Until school, he had lots of home visits from different programs, none of which could do that much. They got us in touch with a few resources, brought a few therapists that Xander mostly ignored, and claimed their success for the day before they left. They tried. We had to be home for their visits.

My three-year-old son is only starting to walk. He's had braces on his ankles for a while now, but the therapies are paying off in this regard. His overall development seems to be that of a two-year-old, last I heard. Words are slowly appearing for him, though he's been babbling for a long time.

I take my daughter to the doctor for whatever her problem, and the doctor often starts by asking multiple questions about my son. Her life is, like mine was, in the shadow of her brother's needs. We give her extra attention to let her know that she's special, too, and she really is.

Life doesn't stop when you have a special needs child. You still have to go to work. You still have to clean the house and cook and do all the things that people do to live their lives. The difference is that you have some extra work to do. I have a 35-pound boy that often needs to be carried, and while my back doesn't hurt, my knees do. I have a lot of worry as to his future, much more than a parent of a typical child would have, especially without a diagnosis. Everything is a waiting game. Health, talking, independent walking on a regular basis (until recently, walking at all). Waiting, I am certain, will wear you down eventually.

He's tough. My god, he's tough. He's been through so much, health-wise, that he doesn't cry when he's in pain most of the time. He cries when he's angry or sad, perhaps, but pain is just something he's used to. So you have to figure out if he does hurt.

You start to notice that people don't see your child, most of the time, as disabled in any way. Generally, that's what you want. But when you try to take your child somewhere crowded, nobody will give your child the space needed to function. Hell, if he's in a stroller and traveling against the flow (thank you, Baltimore aquarium), they'll be a wall of rude. Did he see the fish then? No. Neither did whichever one of us was pushing the stroller, for the most part. That's okay, we have a local aquarium and slow days to visit.

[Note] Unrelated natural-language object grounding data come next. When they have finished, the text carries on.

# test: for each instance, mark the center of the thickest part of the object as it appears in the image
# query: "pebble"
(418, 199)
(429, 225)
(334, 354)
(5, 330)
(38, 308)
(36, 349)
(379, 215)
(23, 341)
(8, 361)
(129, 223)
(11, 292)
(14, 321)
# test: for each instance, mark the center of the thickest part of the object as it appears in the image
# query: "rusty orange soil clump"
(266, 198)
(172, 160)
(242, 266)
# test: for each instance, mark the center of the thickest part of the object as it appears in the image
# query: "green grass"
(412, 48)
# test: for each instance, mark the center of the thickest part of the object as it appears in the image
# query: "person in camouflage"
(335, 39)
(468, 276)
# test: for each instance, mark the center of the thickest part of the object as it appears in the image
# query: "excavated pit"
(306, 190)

In comparison, with my brother, there was always the stares. Those were painful on a different level, and you tried to learn eventually to tune them out, for your own sanity.

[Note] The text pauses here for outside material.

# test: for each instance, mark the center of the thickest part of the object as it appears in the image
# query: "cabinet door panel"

And who do you talk to about your child? To whom can you share your worries without wearing them out with your depressing negativity? So you gloss it over, give basic details to most people, and keep it to yourself. This is the hardest part, honestly. There's a serious sense of isolation, of feeling that nobody understands what you're going through and nobody knows what to say. Of people pitying you, feeling sorry for you. And you watch that angel of a boy with that devil of a smile, and you hope for the best. But you don't know.

Comments

nerak_g
Mar. 1st, 2013 05:27 pm (UTC)
Thank you for writing this essay.That must be terrifying and isolating.Do you know of parent support groups with kids who also have rare or mystery illnesses? The only answer I have is to keep blogging and writing, when you have the energy.Just to get some of it out.